L'histoire récente de Maurice-Boyau est aussi celle d'un chantier resté longtemps entre rêve et réalité. Dès 2006, l'US Dax et la ville imaginent un grand stade flambant neuf ; le projet capote finalement au fil des recours judiciaires, avant que la municipalité ne se recentre sur une rénovation, bien réelle celle-là, de l'enceinte historique :

🏛️ 1937 - Naissance du projet, lorsque le conseil municipal choisit le terrain de la Pedouille pour y bâtir un espace sportif

🎉 1958 - Inauguration du Parc municipal des sports, à l'occasion d'un match de sélection nationale entre France III et France IV

🏉 1960 - Premier grand rendez-vous rugbystique, avec la demi-finale du Challenge Yves-du-Manoir entre le FC Lourdes et la Section paloise

🖼️ 2000-2001 - Le stade prend le nom de Maurice-Boyau, en hommage au champion et héros de guerre dacquois

📐 2009 - Lancement d'un projet de grand stade, envisagé aux côtés de Vinci et Redeim, avant d'être définitivement abandonné après plusieurs années de recours

🆕 2018-2019 - Construction de la nouvelle tribune présidentielle, livrée après la démolition de l'ancienne tribune de face, portant la capacité du stade à un peu plus de 7 200 places

🧹 2021 - Destruction du jaï-alaï et de la piscine municipale voisins, pour libérer du foncier autour de l'enceinte

🔧 2023-2024 - Nouveaux aménagements pour le retour en PRO D2, avec vestiaires agrandis, espace loges partenaires et rénovation complète de la tribune d'honneur, désormais équipée de sièges individuels

Aujourd'hui homologué pour un peu plus de 7 100 spectateurs, bien loin des 16 170 places qu'affichait autrefois sa vaste zone de pesage entourant la piste d'athlétisme, Maurice-Boyau a fait le choix d'une enceinte resserrée mais aux normes professionnelles, à l'image du club qu'elle accueille.

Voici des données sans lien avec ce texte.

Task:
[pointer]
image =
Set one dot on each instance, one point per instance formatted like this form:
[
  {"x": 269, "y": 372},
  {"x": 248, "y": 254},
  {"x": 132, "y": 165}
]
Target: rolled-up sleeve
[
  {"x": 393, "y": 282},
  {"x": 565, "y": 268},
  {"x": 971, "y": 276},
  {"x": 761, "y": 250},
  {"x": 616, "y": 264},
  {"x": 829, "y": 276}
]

Les guichets de Maurice-Boyau, en 2012

 

Un stade qui a vu passer les Bleus et les grandes affiches 🔥

Malgré sa taille modeste, Maurice-Boyau a connu son lot de grands rendez-vous. En 1994, c'est sur sa pelouse que se joue la finale du Challenge Yves-du-Manoir entre l'AS Montferrand et l'USA Perpignan. Le stade dacquois a également dépanné à deux reprises le Biarritz olympique, contraint d'y disputer des matchs de TOP 14 pendant les travaux d'agrandissement de son propre stade d'Aguiléra. Plus surprenant encore, l'équipe de France de rugby y a disputé en 1985 une rencontre face au Japon, conclue sur un large succès des Bleus, même si la partie n'a jamais été reconnue comme match officiel par les instances internationales.

Le stade a aussi été le théâtre de la finale du championnat d'Europe des moins de 18 ans en 2007, opposant la France à l'Irlande. Mais c'est bien la statue de Maurice Boyau, dressée à l'entrée de l'enceinte, qui rappelle le mieux l'esprit du lieu : celui d'un stade populaire, fidèle à la mémoire d'un enfant du pays devenu, tour à tour, international de rugby et héros de l'aviation française.